On the outside, the car is recognizably a BMW 3 Series, but it's not as immediately attractive as prior models. It could be the wide and flat taillights, it could be the plain body surfacing, but it took me a while to warm up to this car's design. Still, this particular car -- blacked-out trim, lowered suspension, 19-inch wheels and Sunset Orange paint -- has a properly sporty appearance.
As you'd expect from an all-new model, the 2019 3 Series is more fuel efficient than before. The rear-drive 330i scores 26 miles per gallon city and 36 mpg highway in EPA testing, up from 24/34 mpg last year. My 330i xDrive tester, meanwhile, is rated for 25/34 mpg, versus 23/33 mpg for its predecessor. Hitting those figures in real-world driving is easy, too.

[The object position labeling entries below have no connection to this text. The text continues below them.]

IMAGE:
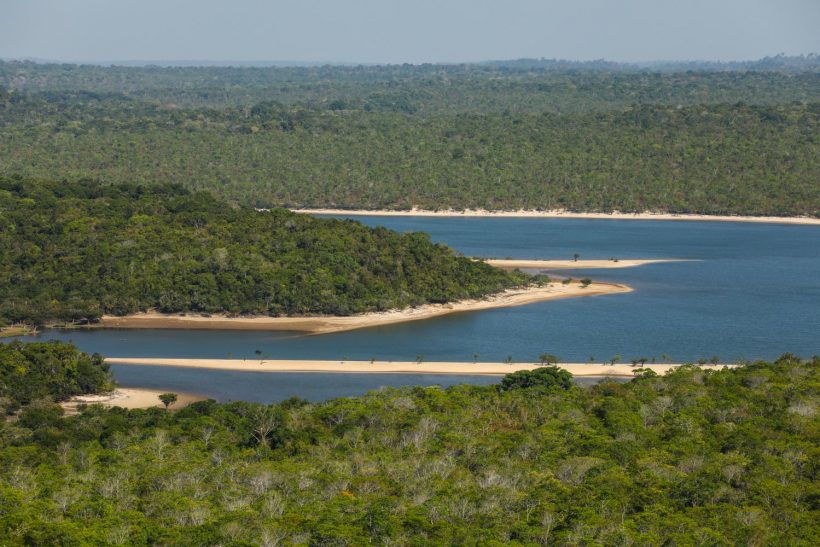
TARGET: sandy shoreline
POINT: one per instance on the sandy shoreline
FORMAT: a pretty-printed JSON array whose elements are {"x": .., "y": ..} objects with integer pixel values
[
  {"x": 327, "y": 324},
  {"x": 129, "y": 397},
  {"x": 564, "y": 214},
  {"x": 388, "y": 367},
  {"x": 512, "y": 264}
]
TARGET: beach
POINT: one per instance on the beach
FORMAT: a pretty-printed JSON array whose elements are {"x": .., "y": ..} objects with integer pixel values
[
  {"x": 130, "y": 398},
  {"x": 563, "y": 214},
  {"x": 328, "y": 324},
  {"x": 387, "y": 367},
  {"x": 513, "y": 264}
]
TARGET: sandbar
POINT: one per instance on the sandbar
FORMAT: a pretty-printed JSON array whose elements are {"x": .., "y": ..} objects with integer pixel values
[
  {"x": 129, "y": 397},
  {"x": 387, "y": 367},
  {"x": 328, "y": 324},
  {"x": 527, "y": 213},
  {"x": 512, "y": 264}
]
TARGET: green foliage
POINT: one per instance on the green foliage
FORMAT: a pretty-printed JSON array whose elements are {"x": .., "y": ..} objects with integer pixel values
[
  {"x": 496, "y": 137},
  {"x": 693, "y": 457},
  {"x": 74, "y": 251},
  {"x": 545, "y": 377},
  {"x": 49, "y": 370}
]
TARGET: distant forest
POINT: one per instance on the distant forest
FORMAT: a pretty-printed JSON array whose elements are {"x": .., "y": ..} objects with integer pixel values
[
  {"x": 737, "y": 138},
  {"x": 75, "y": 251}
]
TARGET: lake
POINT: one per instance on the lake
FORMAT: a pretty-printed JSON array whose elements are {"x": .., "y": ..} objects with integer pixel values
[{"x": 753, "y": 292}]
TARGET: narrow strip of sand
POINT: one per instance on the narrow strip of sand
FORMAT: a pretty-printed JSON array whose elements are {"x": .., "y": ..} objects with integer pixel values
[
  {"x": 129, "y": 397},
  {"x": 327, "y": 324},
  {"x": 513, "y": 264},
  {"x": 648, "y": 215},
  {"x": 388, "y": 367}
]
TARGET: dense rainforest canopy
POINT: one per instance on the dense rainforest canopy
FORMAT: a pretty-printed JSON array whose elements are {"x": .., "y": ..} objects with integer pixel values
[
  {"x": 75, "y": 250},
  {"x": 48, "y": 370},
  {"x": 690, "y": 458},
  {"x": 738, "y": 139}
]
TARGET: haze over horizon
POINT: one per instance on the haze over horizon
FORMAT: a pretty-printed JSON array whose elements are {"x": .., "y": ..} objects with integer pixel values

Cargo space is up from 15.8 to a huge 17.0 cubic feet, which is significantly better than the Mercedes C-Class, Audi A4 , Volvo S60 and Genesis G70 .
Pricing figures have unsurprisingly crept up, with the 2019 BMW 330i starting at $41,245 (with destination) in rear-wheel drive form and $43,245 for the xDrive variant. Also unsurprising is how quickly those figures can ramp up as you load up on options, with my tester boasting a list price of $58,770. That's quite a big number for the entry 3 Series with a four-cylinder engine; while it's easy to be drawn in by the many toys on the order sheet, I wouldn't equip my 3 Series quite so expensively.
The BMW 3 Series is back. It's not just a new car, it's a new and much improved car. Of course the G20-generation sedan receives bonus points for being such a marked step forward from the last 3 Series. But even judged alone, this 330i is an excellent luxury commuter and an exciting sports sedan. It's well worth the money, and you're going to love driving it.